Le législateur a souhaité encourager la rationalisation de la carte des établissements publics de coopération intercommunale (EPCI) à fiscalité propre et des syndicats. À cet effet, la loi du 7 août 2015 portant nouvelle organisation territoriale de la République (NOTRe) a supprimé les indemnités de fonction des présidents et vice-présidents des syndicats de communes et syndicats mixtes fermés dont le périmètre est inférieur à celui d'un établissement public de coopération intercommunale (EPCI) à fiscalité propre, ainsi que celles des présidents et vice-présidents de l'ensemble des syndicats mixtes ouverts dits « restreints » (composés exclusivement de communes, d'EPCI, de départements et de régions). Afin de faire coïncider la date de suppression des indemnités de fonction avec la date de la majorité des transferts effectifs de compétences et pour que les syndicats concernés puissent s'organiser, la loi du 23 mars 2016 relative aux conditions d'exercice des mandats des membres des syndicats de communes et des syndicats mixtes reporte au 1er janvier 2020 l'entrée en vigueur de ces dispositions.
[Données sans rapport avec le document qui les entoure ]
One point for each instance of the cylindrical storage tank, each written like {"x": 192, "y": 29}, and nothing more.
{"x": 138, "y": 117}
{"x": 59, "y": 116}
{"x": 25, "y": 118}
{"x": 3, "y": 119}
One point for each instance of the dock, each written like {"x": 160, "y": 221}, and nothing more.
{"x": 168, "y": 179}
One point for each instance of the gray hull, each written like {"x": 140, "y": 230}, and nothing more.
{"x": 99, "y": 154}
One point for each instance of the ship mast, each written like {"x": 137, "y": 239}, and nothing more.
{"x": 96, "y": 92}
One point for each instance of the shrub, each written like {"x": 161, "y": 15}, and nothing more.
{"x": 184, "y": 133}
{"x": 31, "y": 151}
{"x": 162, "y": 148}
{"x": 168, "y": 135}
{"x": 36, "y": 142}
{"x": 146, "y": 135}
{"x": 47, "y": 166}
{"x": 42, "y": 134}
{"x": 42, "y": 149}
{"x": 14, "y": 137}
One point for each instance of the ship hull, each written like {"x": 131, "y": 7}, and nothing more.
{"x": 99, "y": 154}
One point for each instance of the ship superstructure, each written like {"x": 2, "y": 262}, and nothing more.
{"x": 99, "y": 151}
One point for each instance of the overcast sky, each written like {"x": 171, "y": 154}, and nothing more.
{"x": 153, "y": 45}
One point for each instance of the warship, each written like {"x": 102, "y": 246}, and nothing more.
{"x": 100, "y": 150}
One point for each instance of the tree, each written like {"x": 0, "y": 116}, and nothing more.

L'état du droit antérieur à la loi NOTRe reste donc applicable du 9 août 2015 au 31 décembre 2019, n'entraînant aucune perte pour les élus concernés. Dans le prolongement du chantier lancé par la conférence nationale des territoires fin 2017 sur le statut des élus locaux, la délégation du Sénat aux collectivités territoriales et à la décentralisation a réalisé une étude approfondie sur les conditions d'exercice des mandats locaux, dont les conclusions ont été présentées fin septembre 2018 au Gouvernement.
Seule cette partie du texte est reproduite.